Heterodoxia

2 de Octubre, no se olvida…

La lección del 68 queda ahí, nítida y evidente: no se pueden resolver problemas políticos a balazos. Sea en 1968 o en 2014. La represión violenta sea en Tlatelolco, Iguala, Apatzingán o Oaxaca no resuelve nada y solo difiere el resurgimiento y gravedad de los conflictos.

Hoy será un día difícil y peligroso para la Ciudad de México.

Miles de estudiantes politécnicos y de otros centros de educación marcharán por las calles, a fin de recordar la incapacidad de la clase política mexicana para dar una respuesta civilizada a las demandas del Movimiento Estudiantil de 1968.

Efectivamente, hace 46 años el presidente Gustavo Díaz Ordaz, el secretario de Gobernación Luis Echeverría y el regente de la ciudad Alfonso Corona del Rosal decidieron resolver a balazos un asunto que bien pudieron abordar con las herramientas tradicionales de la política: el diálogo y la negociación.

Sin embargo, la ceguera, la soberbia y la ambición desatadas por la sucesión presidencial convirtieron a un grupo de políticos mediocres —Díaz, Echeverría y Corona— en torpes asesinos de estudiantes y, de esta manera sangrienta, fracturaron para siempre la frágil legitimidad del sistema político mexicano de entonces.

No está por demás recordar que para octubre de 1968 el Movimiento Estudiantil iniciado el 26 de julio de ese mismo año ya padecía un desgaste evidente, producto de 66 días de actividad febril y que, tanto entre las fatigadas bases como entre muchos dirigentes, había el deseo de encontrar una salida negociada. Por otra parte, la cercanía de la fecha de inicio de las Olimpiadas presionaba a todos para encontrar un final razonable del Movimiento Estudiantil que diera a la sociedad la posibilidad de disfrutar en paz del espectáculo olímpico con sus hijos en las aulas.

Pero no, por encima de la lógica, se soltaron los demonios y ocurrió todo lo contrario. Sobrevino la emboscada artera cuando un grupo de asesinos —provenientes de los sótanos y las cañerías de la Secretaría de Gobernación— disparó, por igual, contra estudiantes y militares reunidos en la Plaza de Tlatelolco y así crear, deliberadamente, una confusa masacre que permitiera alcanzar tres objetivos insanos: intimidar definitivamente a los estudiantes inconformes, apresar a sus dirigentes y encumbrar a Luis Echeverría como candidato a la Presidencia y hombre fuerte del país.

Innumerables testimonios, recabados por periodistas e investigadores prueban, más allá de dudas razonables, que Echeverría, con la complicidad de Díaz Ordaz y la pasividad de Corona del Rosal, fraguó y llevó a cabo un maquiavélico plan para aplastar a sangre y fuego —al mismo tiempo que escondía la mano—, lo que quedaba del movimiento estudiantil y conseguir, simultáneamente, la candidatura presidencial.

La perversidad, el cinismo y la astucia que mostraron muchos de los políticos de entonces, los mantuvo en el poder todavía algunos años. Pero el daño que causaron al país y al sistema que ellos mismos crearon fue irremediable. Poco a poco, el poder fue cambiando de manos: de los asesinos hacia los tecnócratas y más tarde hacia la frágil alternancia que hoy vivimos. A Echeverría le cayó, años después, el arresto domiciliario y a sus cómplices la condena de la historia.

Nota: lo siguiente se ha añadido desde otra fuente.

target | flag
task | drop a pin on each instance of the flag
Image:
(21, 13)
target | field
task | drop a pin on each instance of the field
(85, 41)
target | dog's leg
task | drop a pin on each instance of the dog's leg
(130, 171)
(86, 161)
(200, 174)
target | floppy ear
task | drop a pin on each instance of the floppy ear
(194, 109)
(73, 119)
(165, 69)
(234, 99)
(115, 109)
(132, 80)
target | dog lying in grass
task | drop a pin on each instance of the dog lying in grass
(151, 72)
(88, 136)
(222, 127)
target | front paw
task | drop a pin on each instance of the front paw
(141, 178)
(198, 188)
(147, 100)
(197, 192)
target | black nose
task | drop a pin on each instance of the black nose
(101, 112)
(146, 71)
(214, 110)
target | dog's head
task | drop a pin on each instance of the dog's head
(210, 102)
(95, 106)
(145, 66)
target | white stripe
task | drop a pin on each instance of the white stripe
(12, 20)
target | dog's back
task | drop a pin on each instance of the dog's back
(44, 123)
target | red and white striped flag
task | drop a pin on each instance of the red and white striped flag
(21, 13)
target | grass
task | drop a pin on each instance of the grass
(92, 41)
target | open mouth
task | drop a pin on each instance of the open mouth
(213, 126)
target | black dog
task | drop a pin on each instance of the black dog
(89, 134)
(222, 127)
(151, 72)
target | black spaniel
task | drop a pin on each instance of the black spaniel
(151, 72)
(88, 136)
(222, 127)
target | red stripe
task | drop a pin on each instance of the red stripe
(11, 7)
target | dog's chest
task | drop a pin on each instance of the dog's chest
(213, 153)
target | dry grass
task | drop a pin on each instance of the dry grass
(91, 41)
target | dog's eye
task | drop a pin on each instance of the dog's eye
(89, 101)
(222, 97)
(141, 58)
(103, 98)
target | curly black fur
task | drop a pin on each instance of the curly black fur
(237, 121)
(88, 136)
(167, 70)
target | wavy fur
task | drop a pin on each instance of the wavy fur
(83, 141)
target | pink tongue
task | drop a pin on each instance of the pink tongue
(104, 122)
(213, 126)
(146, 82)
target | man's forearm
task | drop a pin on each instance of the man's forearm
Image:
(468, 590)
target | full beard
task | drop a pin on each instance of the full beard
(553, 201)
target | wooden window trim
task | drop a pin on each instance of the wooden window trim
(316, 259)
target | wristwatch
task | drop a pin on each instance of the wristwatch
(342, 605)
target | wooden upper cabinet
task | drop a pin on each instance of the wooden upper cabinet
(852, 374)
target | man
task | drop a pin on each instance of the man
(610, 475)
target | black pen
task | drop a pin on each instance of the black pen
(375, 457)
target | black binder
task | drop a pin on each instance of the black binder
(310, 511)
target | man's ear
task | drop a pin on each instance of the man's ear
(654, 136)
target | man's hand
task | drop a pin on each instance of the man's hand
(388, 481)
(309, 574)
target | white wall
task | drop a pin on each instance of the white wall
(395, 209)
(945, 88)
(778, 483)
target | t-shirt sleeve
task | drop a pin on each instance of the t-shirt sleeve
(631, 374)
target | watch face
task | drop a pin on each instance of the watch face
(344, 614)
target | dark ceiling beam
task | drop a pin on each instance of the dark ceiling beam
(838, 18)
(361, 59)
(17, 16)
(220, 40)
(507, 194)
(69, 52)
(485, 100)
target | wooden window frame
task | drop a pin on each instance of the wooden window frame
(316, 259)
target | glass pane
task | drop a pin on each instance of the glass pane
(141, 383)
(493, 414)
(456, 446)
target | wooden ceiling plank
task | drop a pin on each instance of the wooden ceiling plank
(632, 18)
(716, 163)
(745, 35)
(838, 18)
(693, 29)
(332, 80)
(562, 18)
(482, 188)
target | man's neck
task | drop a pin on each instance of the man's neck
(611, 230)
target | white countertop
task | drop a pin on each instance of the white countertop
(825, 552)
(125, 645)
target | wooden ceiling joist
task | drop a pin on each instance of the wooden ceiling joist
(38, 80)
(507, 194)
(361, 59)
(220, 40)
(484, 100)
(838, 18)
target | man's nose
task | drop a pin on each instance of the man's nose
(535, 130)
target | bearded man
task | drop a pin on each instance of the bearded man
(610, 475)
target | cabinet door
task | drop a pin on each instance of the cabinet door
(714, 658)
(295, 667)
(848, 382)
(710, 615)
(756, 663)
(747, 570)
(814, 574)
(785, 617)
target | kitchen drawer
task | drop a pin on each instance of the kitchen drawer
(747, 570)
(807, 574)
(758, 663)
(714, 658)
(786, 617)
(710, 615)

Por tanto, la lección del 68 queda ahí, nítida y evidente: no se pueden resolver problemas políticos a balazos. Sea en 1968 o en 2014. La represión violenta sea en Tlatelolco, Iguala, Apatzingán o Oaxaca no resuelve nada y solo difiere —cada vez por menos tiempo— el resurgimiento y gravedad de los mismos conflictos.

Una y otra vez se repite la lección, poco aprendida, de que ningún propósito modernizador aislado puede imponerse a la sociedad, si no se le ofrece simultáneamente, y de manera consensuada, una mejor distribución de la riqueza nacional y se asegura un acceso equitativo al bienestar. Los cambios que funcionan bien, son los que tienen presente que el principio fundacional de la República es el de la justicia.

De tal manera que el dilema es claro: o logramos abordar las verdaderas demandas que subyacen detrás de todos los conflictos y que no son otras que las de atemperar la desigualdad, disminuir los excesos y desterrar la corrupción. O el país continuará viviendo una espiral de violencia confusa e imparable.

Es la hora de la inteligencia y la humildad —como todos hemos visto el martes en el templete de Bucareli— no de la ceguera y la soberbia.

(También al otro lado del mundo, en Hong Kong, la nomenklatura China se enfrenta al mismo dilema: ¿diálogo o balas? ¿Negociación o represión? ¿Inteligencia o estupidez?).